Formal ist die Kirche Maria Königin als einschiffige Hallenkirche konzipiert. Den längsrechteckigen Grundriss überspannt ein durchgehendes Satteldach, das sich mit flacher Neigung weit herunterzieht. Zur geschützteren Quartiersseite bildet das Satteldach einen Laubengang aus, der im Außenraum parallel zum Kirchenschiff verläuft. Die Steinsäulen nehmen dabei den Rhythmus der inneren Kirchenarchitektur auf.

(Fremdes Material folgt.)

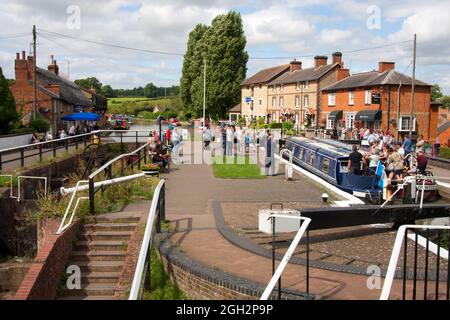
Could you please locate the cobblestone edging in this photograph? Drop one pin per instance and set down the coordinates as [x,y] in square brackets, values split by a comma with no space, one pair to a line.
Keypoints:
[200,281]
[243,243]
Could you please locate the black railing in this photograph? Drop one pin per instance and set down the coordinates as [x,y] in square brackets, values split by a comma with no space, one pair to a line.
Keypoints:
[423,269]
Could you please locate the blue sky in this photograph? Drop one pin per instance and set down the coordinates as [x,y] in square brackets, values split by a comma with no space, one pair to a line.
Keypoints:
[286,28]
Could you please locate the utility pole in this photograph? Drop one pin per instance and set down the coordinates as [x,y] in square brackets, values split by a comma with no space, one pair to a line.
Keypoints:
[411,116]
[204,93]
[35,73]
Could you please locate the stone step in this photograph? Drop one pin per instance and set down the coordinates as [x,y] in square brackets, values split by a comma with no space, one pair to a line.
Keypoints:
[118,217]
[98,255]
[101,245]
[99,266]
[105,235]
[109,227]
[94,289]
[72,297]
[100,277]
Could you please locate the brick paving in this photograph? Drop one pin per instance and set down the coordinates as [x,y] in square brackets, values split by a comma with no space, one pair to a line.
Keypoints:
[191,191]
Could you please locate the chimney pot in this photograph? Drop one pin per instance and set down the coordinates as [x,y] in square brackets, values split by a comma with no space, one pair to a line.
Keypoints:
[320,61]
[295,65]
[384,66]
[337,58]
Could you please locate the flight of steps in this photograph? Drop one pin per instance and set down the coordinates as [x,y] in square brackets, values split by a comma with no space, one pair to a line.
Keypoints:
[100,252]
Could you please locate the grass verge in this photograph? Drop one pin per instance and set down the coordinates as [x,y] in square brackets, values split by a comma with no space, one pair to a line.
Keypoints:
[236,168]
[162,287]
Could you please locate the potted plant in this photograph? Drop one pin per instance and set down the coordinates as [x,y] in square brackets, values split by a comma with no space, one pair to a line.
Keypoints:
[151,169]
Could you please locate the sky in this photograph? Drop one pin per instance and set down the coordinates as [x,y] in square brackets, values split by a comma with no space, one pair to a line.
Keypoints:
[284,29]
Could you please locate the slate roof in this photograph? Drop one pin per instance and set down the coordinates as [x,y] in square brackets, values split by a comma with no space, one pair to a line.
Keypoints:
[266,75]
[237,108]
[309,74]
[374,78]
[69,91]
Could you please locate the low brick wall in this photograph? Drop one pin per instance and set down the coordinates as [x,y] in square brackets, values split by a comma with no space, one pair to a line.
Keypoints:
[42,279]
[201,282]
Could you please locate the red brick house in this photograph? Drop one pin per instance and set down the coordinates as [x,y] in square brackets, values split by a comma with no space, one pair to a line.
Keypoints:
[56,96]
[380,100]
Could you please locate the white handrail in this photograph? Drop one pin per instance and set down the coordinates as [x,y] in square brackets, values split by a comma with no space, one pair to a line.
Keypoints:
[288,254]
[65,191]
[146,244]
[62,226]
[387,285]
[30,177]
[69,138]
[106,165]
[10,190]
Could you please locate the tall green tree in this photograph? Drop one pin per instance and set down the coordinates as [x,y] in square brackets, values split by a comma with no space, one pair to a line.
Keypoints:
[191,69]
[108,91]
[223,47]
[88,83]
[8,112]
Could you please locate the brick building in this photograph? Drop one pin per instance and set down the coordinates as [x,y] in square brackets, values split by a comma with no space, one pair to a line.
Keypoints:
[296,95]
[380,100]
[55,96]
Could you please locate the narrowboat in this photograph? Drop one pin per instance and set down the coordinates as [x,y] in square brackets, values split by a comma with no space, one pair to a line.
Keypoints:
[328,159]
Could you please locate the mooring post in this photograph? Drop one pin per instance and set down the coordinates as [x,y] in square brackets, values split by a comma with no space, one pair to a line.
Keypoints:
[91,196]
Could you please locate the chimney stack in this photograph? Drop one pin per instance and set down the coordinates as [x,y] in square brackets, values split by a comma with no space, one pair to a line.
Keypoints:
[295,65]
[384,66]
[337,58]
[53,66]
[320,61]
[342,74]
[21,68]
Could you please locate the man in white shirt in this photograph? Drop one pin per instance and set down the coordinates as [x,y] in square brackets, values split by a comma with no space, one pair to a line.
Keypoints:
[72,130]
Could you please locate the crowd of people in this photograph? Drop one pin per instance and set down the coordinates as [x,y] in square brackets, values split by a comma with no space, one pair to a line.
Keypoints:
[398,158]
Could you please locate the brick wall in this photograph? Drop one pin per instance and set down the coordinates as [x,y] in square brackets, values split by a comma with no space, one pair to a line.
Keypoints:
[42,279]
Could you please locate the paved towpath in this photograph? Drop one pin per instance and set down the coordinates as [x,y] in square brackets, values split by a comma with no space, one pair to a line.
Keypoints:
[191,190]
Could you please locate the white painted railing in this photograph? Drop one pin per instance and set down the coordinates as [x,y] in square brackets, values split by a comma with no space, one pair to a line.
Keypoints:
[289,252]
[387,285]
[146,244]
[79,187]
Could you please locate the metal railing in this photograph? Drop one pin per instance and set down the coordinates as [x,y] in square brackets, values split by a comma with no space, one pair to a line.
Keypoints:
[401,239]
[276,274]
[39,149]
[19,178]
[156,215]
[109,167]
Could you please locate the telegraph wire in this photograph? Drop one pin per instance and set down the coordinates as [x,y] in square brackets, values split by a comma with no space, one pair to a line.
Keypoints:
[100,43]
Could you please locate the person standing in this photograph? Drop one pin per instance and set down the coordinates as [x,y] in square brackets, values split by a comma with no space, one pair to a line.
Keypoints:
[354,161]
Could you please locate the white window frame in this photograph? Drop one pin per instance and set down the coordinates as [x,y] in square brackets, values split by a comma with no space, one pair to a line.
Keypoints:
[368,97]
[332,99]
[330,123]
[351,98]
[350,120]
[400,126]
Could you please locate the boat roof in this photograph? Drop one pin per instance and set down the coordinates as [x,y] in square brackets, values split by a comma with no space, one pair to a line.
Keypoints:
[329,147]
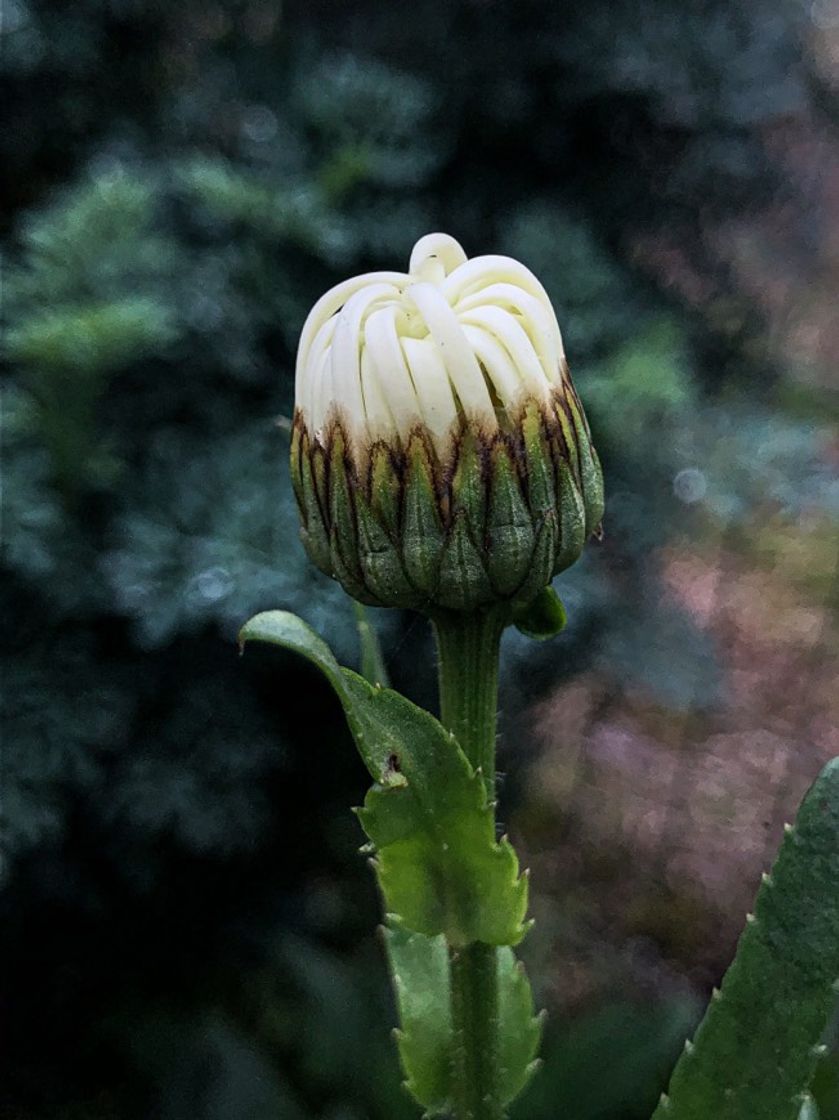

Der Sakralbau wurde in den 1960er Jahren errichtet und folgt in seiner Materialsprache der typischen westfälischen Nachkriegsarchitektur. Dunkelroter Backstein dominiert die Fassade; Öffnungen und Vorsprünge werden durch den Einsatz von hellem Sandstein betont. Die geschlossen wirkende Fassade wird an mehreren Stellen von markanten Fensterbändern durchbrochen, die wichtige Orte wie Eingänge oder den Chorbereich betonen.

Direkt an das Kirchengebäude angeschlossen befindet sich der frei stehende Kirchturm. Nach Fertigstellung wurde zudem ein T-förmiger Anbau an die südliche Längsseite der Kirche errichtet, der verschiedene Gemeinde- und Büroräume beherbergt und auch nach der Umnutzung der Kirche noch gemeindlich genutzt wird. Durch den Anbau ergibt sich ein grüner Innenhof, der an den Charakter eines offenen Kreuzganges erinnert.

Historische Bedeutung I Soziales Umfeld

k.A.

Kirchliche Nutzung I Einbindung in die Bürgergemeinde

Die Gemeinde Maria Königin samt ihrer Kirche entstand in den Jahrzehnten der Nachkriegszeit aufgrund der damals stark wachsenden Bevölkerung. Sie entwickelte sich zum gemeindlichen Zentrum der damals neu entstandenen Wohnsiedlung.

Anfang des neuen Jahrtausends fiel die Dülmener Maria Königin Kirche dann allerdings einer vorausgegangen Zusammenlegung von zwei lokalen Gemeinden zum Opfer: Aufgrund des nicht mehr aufzuhaltenden Mitgliederschwundes fusionierte sich 2006 die gleichnamige Gemeinde mit der benachbarten Heilig-Kreuz Gemeinde. Im Jahr 2008 wurde dann offensichtlich, dass die Kirche Maria Königin nicht mehr gebraucht wird, da für die neue Großgemeinde die in den 1930er Jahren nach Plänen von Gottfried Böhm errichtete Heilig-Kreuz Kirche als Ort für die Gottesdienste ausgewählt wurde.

Prozess I Beteiligte

Nachdem die Profanierung der Kirche offiziell beschlossen war, gab es verschiedenste Umnutzungsvorschläge von unterschiedlichen lokalen Akteur*innen, die sich jedoch allesamt als finanziell nicht tragbar erwiesen. Trotz des fehlenden Denkmalschutzes war es der katholischen Kirche wichtig, den Charakter der Kirche möglichst umfassend zu erhalten. Auch die Alternative in Form von Abriss und Neubau wurde aus diesem Grund abgelehnt, obwohl dies deutlich kostengünstiger gewesen wäre.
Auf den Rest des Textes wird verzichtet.